3.2 Secondly, it remains strictly open to a claimant in judicial review proceedings to challenge an age assessment on conventional public law grounds, as in Merton. But as explained in R(HAM), the commonly-made distinction between ‘Merton-compliant’ and ‘short-form’ age assessments is legally irrelevant: what matters is that there is a reasonable investigation and fair process on the facts; and that if an authority is ‘minded to find’ that the applicant’s narrative account of his age is not credible, they should be given an opportunity to address those concerns before a final assessment is made. There is no ‘one-size fits all’ approach about social workers assessing, or appropriate adults being present. In an ‘obvious case’ a ‘reasonable enquiry’ may be brief, but that less obvious cases require fuller investigation. Moreover, as Swift J emphasised in R(HAM) at [32]:

“[I]f the case is an obvious one what is required by way of reasonable enquiry may be brief. There will be some instances where lawful decisions can be taken on the basis of appearance and demeanour alone.”

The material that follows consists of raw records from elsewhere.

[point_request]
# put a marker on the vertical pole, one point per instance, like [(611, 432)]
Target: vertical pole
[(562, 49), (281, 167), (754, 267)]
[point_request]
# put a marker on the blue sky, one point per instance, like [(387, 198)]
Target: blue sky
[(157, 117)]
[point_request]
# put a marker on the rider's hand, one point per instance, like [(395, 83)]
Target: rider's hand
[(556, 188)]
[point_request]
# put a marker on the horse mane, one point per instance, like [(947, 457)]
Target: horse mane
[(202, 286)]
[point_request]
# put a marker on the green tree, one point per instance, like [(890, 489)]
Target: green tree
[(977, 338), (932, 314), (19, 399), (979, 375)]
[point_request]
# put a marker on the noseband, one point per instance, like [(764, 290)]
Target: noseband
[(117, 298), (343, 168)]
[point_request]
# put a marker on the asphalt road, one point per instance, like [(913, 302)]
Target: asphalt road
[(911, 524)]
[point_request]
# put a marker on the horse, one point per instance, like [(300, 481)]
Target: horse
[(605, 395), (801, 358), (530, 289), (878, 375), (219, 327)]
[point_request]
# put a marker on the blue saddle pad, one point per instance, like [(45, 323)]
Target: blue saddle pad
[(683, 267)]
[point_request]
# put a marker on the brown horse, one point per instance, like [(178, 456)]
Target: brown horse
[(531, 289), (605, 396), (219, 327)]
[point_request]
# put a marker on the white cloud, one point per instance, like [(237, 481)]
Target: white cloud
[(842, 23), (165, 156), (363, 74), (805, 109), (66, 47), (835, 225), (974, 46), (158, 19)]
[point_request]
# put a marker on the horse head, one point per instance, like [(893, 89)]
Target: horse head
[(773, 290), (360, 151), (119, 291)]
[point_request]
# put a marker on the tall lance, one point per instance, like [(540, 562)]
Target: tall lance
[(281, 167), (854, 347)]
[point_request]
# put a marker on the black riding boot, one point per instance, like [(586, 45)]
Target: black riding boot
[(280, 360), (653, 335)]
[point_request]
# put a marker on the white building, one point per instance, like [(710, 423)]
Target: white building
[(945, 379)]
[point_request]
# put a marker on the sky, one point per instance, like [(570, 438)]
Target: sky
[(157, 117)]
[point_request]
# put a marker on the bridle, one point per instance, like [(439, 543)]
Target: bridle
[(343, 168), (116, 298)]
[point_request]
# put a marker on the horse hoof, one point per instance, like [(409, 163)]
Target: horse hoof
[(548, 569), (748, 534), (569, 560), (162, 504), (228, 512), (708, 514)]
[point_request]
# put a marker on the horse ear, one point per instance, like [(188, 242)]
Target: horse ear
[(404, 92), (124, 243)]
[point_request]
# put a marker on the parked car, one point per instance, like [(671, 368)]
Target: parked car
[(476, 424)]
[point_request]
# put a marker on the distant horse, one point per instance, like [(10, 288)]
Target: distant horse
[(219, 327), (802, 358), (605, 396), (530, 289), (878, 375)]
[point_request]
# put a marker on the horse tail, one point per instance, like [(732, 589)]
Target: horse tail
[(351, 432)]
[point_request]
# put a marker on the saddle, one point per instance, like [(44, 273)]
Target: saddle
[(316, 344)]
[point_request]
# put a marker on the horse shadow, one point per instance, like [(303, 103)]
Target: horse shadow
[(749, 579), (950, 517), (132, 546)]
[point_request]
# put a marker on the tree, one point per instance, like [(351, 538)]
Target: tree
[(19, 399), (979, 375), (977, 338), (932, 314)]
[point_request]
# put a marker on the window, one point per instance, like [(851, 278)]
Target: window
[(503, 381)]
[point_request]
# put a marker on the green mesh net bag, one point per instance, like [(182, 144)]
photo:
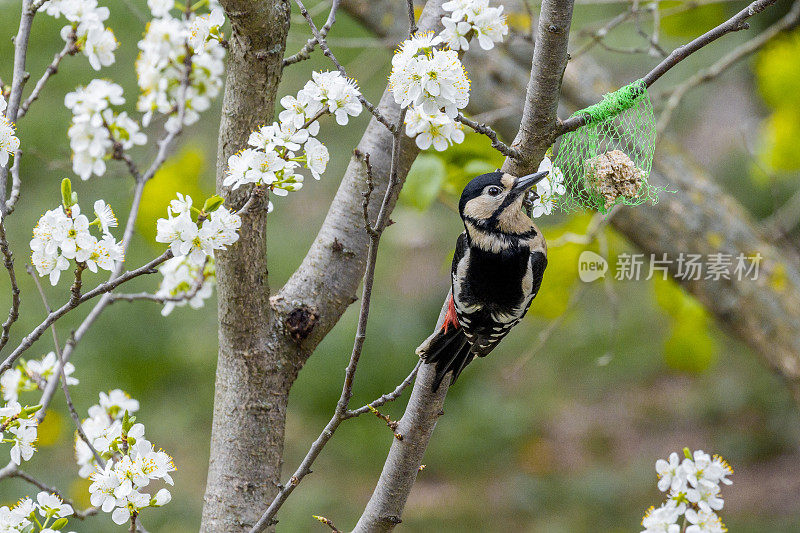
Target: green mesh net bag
[(608, 161)]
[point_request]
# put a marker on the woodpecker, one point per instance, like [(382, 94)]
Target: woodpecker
[(497, 270)]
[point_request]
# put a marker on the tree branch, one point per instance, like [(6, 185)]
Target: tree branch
[(8, 262), (735, 23), (64, 387), (483, 129), (252, 385), (305, 52), (786, 23), (537, 128), (19, 77), (52, 68), (103, 288), (323, 45), (375, 232)]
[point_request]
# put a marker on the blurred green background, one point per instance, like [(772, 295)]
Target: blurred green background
[(563, 439)]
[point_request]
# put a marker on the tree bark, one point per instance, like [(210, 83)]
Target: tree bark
[(265, 341), (534, 136), (252, 386), (699, 218)]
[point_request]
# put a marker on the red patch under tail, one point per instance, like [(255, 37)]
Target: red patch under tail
[(450, 319)]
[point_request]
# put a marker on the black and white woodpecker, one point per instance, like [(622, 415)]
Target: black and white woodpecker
[(497, 270)]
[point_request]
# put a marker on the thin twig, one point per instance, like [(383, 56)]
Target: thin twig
[(19, 77), (21, 474), (412, 21), (497, 144), (388, 397), (367, 194), (786, 23), (327, 522), (733, 24), (8, 262), (16, 184), (323, 45), (97, 310), (64, 387), (185, 297), (52, 68), (305, 52), (103, 288)]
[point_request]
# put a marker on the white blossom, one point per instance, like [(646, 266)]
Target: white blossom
[(436, 129), (661, 520), (549, 189), (299, 110), (105, 216), (117, 488), (9, 143), (196, 241), (24, 435), (96, 127), (694, 493), (50, 505), (334, 91), (487, 23), (671, 475), (704, 521), (203, 26), (99, 47), (13, 382), (423, 75), (179, 280), (317, 157), (490, 27), (160, 67), (87, 27)]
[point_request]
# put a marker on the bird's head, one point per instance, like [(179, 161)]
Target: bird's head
[(492, 203)]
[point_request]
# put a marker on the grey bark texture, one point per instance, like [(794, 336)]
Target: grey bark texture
[(252, 387), (534, 136), (265, 341), (699, 218), (262, 347), (539, 116)]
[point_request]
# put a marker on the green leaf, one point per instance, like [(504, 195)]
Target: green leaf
[(424, 182), (690, 347)]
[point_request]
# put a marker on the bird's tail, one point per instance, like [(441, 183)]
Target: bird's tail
[(448, 349)]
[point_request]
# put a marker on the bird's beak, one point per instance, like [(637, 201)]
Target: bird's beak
[(526, 182)]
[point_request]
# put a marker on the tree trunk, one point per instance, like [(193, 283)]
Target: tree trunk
[(252, 388), (265, 342)]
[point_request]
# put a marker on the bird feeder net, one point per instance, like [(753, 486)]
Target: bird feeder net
[(608, 161)]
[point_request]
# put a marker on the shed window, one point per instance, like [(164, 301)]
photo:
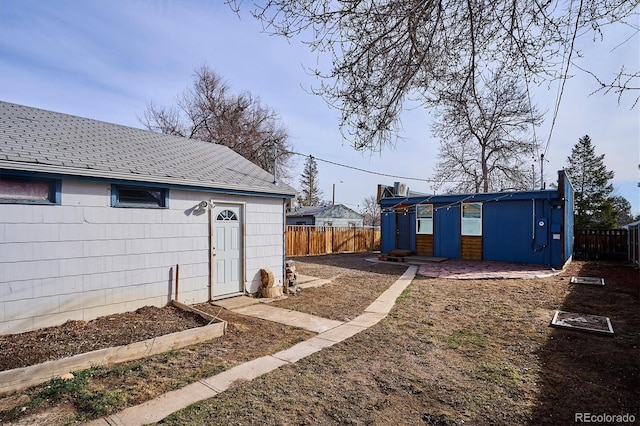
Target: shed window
[(139, 196), (424, 217), (471, 218), (25, 190)]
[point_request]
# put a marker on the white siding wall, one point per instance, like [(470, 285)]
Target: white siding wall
[(84, 259)]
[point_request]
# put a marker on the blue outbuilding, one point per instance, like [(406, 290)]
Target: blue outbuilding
[(515, 226)]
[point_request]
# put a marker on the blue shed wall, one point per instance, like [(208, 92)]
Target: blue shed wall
[(388, 232), (526, 226), (446, 231)]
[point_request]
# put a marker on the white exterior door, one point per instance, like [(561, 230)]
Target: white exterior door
[(227, 250)]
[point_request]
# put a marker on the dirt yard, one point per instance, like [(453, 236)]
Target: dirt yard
[(450, 352)]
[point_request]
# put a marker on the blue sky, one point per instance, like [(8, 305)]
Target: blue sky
[(106, 59)]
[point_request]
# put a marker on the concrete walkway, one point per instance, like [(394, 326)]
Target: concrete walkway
[(331, 332)]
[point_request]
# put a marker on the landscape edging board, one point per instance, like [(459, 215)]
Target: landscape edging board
[(19, 379)]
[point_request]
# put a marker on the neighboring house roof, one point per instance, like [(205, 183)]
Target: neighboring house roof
[(36, 140), (331, 211)]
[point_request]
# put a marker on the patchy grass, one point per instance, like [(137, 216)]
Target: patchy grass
[(449, 353)]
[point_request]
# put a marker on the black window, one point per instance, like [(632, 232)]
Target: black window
[(139, 196), (26, 190)]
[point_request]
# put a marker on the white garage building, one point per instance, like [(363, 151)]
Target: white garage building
[(98, 218)]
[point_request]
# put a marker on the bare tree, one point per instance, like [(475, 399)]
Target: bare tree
[(371, 211), (210, 112), (484, 136), (383, 51)]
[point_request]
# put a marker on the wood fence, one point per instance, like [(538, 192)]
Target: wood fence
[(592, 244), (302, 240)]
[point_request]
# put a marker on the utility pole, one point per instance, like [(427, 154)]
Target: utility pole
[(542, 171)]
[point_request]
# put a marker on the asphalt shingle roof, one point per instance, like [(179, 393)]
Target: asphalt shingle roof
[(37, 140)]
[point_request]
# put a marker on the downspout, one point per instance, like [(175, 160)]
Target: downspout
[(284, 240), (533, 222), (211, 252)]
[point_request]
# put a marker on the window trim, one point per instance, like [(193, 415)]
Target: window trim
[(425, 219), (163, 203), (55, 190), (474, 230)]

However, as stressed in R(SB), it will rarely be appropriate to ‘hive off’ a public law challenge. An arguable public law lapse might support an application for permission, but if it is granted, the whole case should be transferred to the Upper Tribunal.

  1. As usual, the claim adopts both grounds of challenge. Neither of them are arguable. There is no realistic prospect of the Claimant succeeding in establishing he was a child on entry to the UK: it would be hopeless. Nor is there any force in any of the generic public law challenges: as clarified in R(HAM) there is no requirement to give a ‘margin for error’ (although if there was, we can safely say the Claimant would be outside it); nor was any appropriate adult nor ‘minded to find’ process required in circumstances where the assessment was based entirely – and inevitably – on physical appearance and adult demeanour rather than any assessment of his credibility, which was immaterial.
  2. I refuse permission and the application for interim relief. The Claim and the Reply are out of time and there is no good reason to extend time for either. As the Claimant is legally-aided, the usual order applies.